Monday 9 September 2013

Breaking Bad Theory - a quantum leap

Spoiler alert: I wrote this after viewing episode 13 of series 5 of Breaking Bad. To be on the safe side, do not read on unless you've got that far. For those who haven't seen the show at all, there'll be very little here that is meaningful.


One of the best things about this show - and in particular about this final set of eight episodes - is that one cannot help but ask "How is it going to end?" Every time the credits pop up we are recalibrating our expectations: Hank on the toilet seat; Jesse with the petrol can; Neo-Nazi desert shoot-out. Each week we think we've got some idea about how this story is going to play out, and each week something happens that we never saw coming. Our plans are scuppered almost as badly as they are for the characters themselves.

Though my hit rate for guessing what's going to happen next is as low as it can be, it never stops me from plotting the rest of the series out in my head. I'm going to give myself a fighting chance here by making only broad strokes.

My latest (and perhaps final) outlandish prediction is that Vince Gilligan's show that is famously about turning Mr Chips into Scarface will attempt to change the audience's mind about Walter White again - he'll try to make us empathise with this ex-chemitry teacher once more.

By the time of the flash forward to Walt celebrating his 52nd birthday, he will have lost everything - Skyler, Walt Jr, Holly, his home, even the car wash. His potential allies (Saul, Jesse, Hank, Lydia, whoever) are either dead, dead against him, or otherwise totally ambivalent to Walt's fate.

He will have realised that whilst he was pursuing financial security for his family, he has lost what makes a good family in the first place - trust, integrity, safety from harm, love. He will still have his money, but no one to give it to. So what does he do? We already know what this man does when faced with the fear of losing his life and leaving his family destitute.
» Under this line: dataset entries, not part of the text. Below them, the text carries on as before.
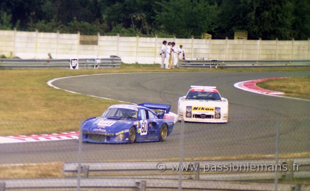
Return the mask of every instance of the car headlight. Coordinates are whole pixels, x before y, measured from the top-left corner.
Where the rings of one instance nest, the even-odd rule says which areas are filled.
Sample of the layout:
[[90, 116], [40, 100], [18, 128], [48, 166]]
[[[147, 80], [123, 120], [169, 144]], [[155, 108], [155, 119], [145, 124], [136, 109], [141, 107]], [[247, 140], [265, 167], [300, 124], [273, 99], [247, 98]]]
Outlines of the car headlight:
[[219, 108], [216, 108], [215, 109], [215, 113], [219, 113], [221, 112], [221, 109]]
[[124, 133], [122, 133], [117, 135], [114, 138], [114, 141], [122, 141], [125, 139], [125, 135]]
[[215, 115], [214, 117], [215, 119], [220, 119], [221, 118], [221, 108], [215, 108]]

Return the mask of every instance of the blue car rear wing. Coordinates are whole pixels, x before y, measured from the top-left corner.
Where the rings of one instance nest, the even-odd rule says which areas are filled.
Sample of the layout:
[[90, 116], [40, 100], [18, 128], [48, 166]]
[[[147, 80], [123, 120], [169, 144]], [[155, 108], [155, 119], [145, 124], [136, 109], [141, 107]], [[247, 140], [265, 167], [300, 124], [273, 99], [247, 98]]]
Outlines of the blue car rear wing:
[[169, 104], [153, 104], [152, 103], [143, 103], [138, 104], [138, 105], [144, 107], [149, 109], [160, 109], [165, 111], [166, 113], [168, 113], [170, 111], [171, 105]]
What will he do when he's already lost everything, including that family?

He will be tracking down the Neo Nazis and offing them. And he'll not be stopping there. He'll be acting as a bounty hunter, killing drug dealers and manufacturers before the cancer takes him. With any luck, he'll be able to tell himself before he dies that he is a good man, and that the world (or at least new Mexico) was better off for having him in it for a little over 52 years.
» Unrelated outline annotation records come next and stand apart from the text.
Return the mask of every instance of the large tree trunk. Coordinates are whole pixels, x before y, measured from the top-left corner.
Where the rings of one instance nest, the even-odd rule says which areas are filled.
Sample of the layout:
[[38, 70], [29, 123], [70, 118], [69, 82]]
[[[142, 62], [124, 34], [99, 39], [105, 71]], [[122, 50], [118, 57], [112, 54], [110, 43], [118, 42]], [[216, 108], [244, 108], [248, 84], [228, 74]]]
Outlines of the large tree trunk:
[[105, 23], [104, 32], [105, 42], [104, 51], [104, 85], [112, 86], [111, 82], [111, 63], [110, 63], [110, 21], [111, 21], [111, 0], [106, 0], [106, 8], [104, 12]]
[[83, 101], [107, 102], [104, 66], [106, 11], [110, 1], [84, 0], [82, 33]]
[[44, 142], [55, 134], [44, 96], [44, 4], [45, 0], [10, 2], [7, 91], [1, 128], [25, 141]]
In his vain attempt to put right what he had made wrong, he'll be like an ultra-tragic Sam Beckett from Quantum Leap. He'll be travelling around, using his massive brain for good by killing those in the industry he was once a part of. He'll convince himself that he's tying up loose ends, like he always has been.

He'll still be Walt, his own worst enemy. He'll still be a victim of his own hubris, thinking that he has the right answer for every situation. But along with the arrogance there will be at least some humility. He will carry on trying to make up for his past transgressions, but will know that, like Quantum Leap's Sam, he can never return home. All he can do with his little time left is try to make things a little less bad.


One mini-prediction: Walt doesn't die. How fitting it would be that a character so acutely aware of their own mortality, in a show so filled with death, should survive, only to have a thoroughly empty existence. A tragic end, to be sure. But we all knew at least that much from the very start, didn't we? This was not going to end well.